In recent times, experiments in neuro-science have provided what some people believe are ‘slam-dunk’ arguments against free will, because scientists have been able to predict with 60% accuracy what decision a subject will make seconds before they make it, simply by measuring neuron activity in certain parts of the brain. Balaguer provides the most cogent arguments I’ve come across challenging these contentions. In particular, the Haynes studies, which showed neuron activity up to 10 seconds prior to the conscious decision. Balaguer points out that the neuron activity for these studies occurs in the PC and BA10 areas of the brain, which are associated with the ‘generation of plans’ and the ‘storage of plans’ respectively. He makes the point (in greater elaboration than I do here) that we should not be surprised if we subconsciously use our ‘planning’ areas of the brain whilst trying to make ‘torn decisions’. The other experiment and their counterparts, known as the Libet studies (since the 1960s) showed neuron activity half a second prior to conscious decision-making and was termed the ‘readiness potential’.  Balaguer argues that there is ‘no evidence’ that the readiness potential causes the decision. Even so, it could be argued that, like the Haynes studies, it is subconscious activity happening prior to the conscious decision.

It is readily known (as Balaguer explicates) that much of our thinking is subconscious. We all have the experience of solving a problem subconsciously so it comes to us spontaneously when we don’t expect it to. And anyone who has pursued some artistic endeavour (like writing fiction) knows that a lot of it is subconscious so that the story and its characters appear on the page with seemingly divine-like spontaneity.

Backtracking to so-called Hume-style free will, it does have a relevance if one considers that our ‘wants’ - what we wish to do - are determined by our desires and needs. We assume that most of the animal kingdom behave on this principle. Few people (including Balaguer) discuss other sentient creatures when they discuss free will, yet I’ve long believed that consciousness and free will go hand-in-hand. In other words, I really can’t see the point of consciousness without free will. If everything is determined subconsciously, without the need to think, then why have we evolved to think?

But humans take thinking to a new level compared to every other species on the planet, so that we introspect and cogitate and reason and internally debate our way to many a decision.

Back in Feb., 2009, I reviewed Douglas Hofstadter’s Pulitzer prize winning book, Godel, Escher, Bach where, among other topics, I discussed consciousness, as that’s one of the themes of his book. Hofstadter coins the term ‘strange loop’. This is what I wrote back then:

By strange loop, Hofstadter means that we can effectively look at all the levels of our thinking except the ground level, which is our neurons. In between we have symbols, which is language, which we can discuss and analyse in a dispassionate way, just like I’m doing now. I can talk about my own thoughts and ideas as if they weren’t mine at all. Consciousness, in Hofstadter’s model (for want of a better word) is the top level, and neurons are the hardware level. In between we have the software (symbols) which is effectively language.
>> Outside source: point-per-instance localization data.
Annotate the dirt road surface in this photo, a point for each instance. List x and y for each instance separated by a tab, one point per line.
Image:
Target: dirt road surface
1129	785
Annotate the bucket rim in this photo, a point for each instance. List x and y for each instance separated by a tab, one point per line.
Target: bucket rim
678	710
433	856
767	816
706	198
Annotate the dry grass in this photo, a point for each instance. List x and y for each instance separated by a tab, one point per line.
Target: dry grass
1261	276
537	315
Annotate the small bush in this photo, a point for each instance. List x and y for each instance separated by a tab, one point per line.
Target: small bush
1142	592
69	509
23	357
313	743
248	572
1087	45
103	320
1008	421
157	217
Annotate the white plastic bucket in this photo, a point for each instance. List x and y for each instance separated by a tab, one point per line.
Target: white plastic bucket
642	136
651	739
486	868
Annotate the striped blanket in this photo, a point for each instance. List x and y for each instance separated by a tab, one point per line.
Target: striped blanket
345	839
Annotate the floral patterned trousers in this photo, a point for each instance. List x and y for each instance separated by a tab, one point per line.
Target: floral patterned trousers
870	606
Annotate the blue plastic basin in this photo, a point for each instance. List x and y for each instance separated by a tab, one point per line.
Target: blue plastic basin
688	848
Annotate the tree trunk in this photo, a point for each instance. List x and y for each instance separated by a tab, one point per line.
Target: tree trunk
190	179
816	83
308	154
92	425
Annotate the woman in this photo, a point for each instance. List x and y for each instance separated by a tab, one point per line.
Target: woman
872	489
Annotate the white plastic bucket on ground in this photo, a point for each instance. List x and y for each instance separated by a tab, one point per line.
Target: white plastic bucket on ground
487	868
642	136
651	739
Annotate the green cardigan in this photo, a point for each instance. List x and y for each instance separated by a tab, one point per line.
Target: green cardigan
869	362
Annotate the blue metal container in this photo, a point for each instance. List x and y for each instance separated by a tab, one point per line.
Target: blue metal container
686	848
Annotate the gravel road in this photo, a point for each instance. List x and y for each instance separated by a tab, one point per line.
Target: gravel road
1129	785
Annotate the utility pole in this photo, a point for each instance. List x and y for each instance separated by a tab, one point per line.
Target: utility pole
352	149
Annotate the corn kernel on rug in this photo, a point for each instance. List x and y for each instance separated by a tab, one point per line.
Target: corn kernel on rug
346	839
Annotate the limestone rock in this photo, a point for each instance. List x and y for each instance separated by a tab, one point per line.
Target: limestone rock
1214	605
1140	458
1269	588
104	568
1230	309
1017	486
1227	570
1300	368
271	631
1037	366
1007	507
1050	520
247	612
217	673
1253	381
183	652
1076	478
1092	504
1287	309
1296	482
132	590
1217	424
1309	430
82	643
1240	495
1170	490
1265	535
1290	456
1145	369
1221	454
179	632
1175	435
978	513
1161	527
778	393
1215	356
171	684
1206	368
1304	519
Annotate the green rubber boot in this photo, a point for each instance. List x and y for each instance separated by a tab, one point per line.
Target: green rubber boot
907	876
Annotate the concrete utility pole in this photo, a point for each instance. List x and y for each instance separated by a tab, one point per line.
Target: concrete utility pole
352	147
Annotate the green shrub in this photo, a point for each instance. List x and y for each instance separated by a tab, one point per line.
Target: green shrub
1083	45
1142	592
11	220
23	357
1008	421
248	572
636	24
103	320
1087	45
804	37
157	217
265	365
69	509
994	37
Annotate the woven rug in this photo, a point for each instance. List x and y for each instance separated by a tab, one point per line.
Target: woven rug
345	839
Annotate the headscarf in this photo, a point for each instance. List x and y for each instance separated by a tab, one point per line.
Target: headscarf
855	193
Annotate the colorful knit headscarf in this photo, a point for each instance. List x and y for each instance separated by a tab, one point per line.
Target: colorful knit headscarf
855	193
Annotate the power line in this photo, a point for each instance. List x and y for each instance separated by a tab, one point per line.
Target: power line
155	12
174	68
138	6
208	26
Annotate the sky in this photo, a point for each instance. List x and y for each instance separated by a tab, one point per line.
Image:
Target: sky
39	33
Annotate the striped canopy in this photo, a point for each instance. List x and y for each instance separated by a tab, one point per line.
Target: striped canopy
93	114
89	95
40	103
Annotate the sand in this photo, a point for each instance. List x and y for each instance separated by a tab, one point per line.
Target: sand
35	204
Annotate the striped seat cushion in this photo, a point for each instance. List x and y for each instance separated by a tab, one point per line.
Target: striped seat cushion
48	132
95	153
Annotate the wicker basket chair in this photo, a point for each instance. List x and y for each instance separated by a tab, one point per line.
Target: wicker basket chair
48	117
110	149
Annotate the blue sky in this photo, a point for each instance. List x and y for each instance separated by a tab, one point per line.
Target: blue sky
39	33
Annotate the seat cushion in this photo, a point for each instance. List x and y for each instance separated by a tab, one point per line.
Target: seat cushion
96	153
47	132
I was quick to point out that ‘software’ in this context is a metaphor – I don’t believe that language is really software, even though we ‘download’ it from generation to generation and it is indispensable to human reasoning, which we call thinking.

The point I’d make is that this is a 2 way process: the neurons are essential to thoughts, yet our thoughts I expect can affect neurons. I believe there is evidence that we can and do rewire our brains simply by exercising our mental faculties, even in later years, and surely exercising consciously is the very definition of will.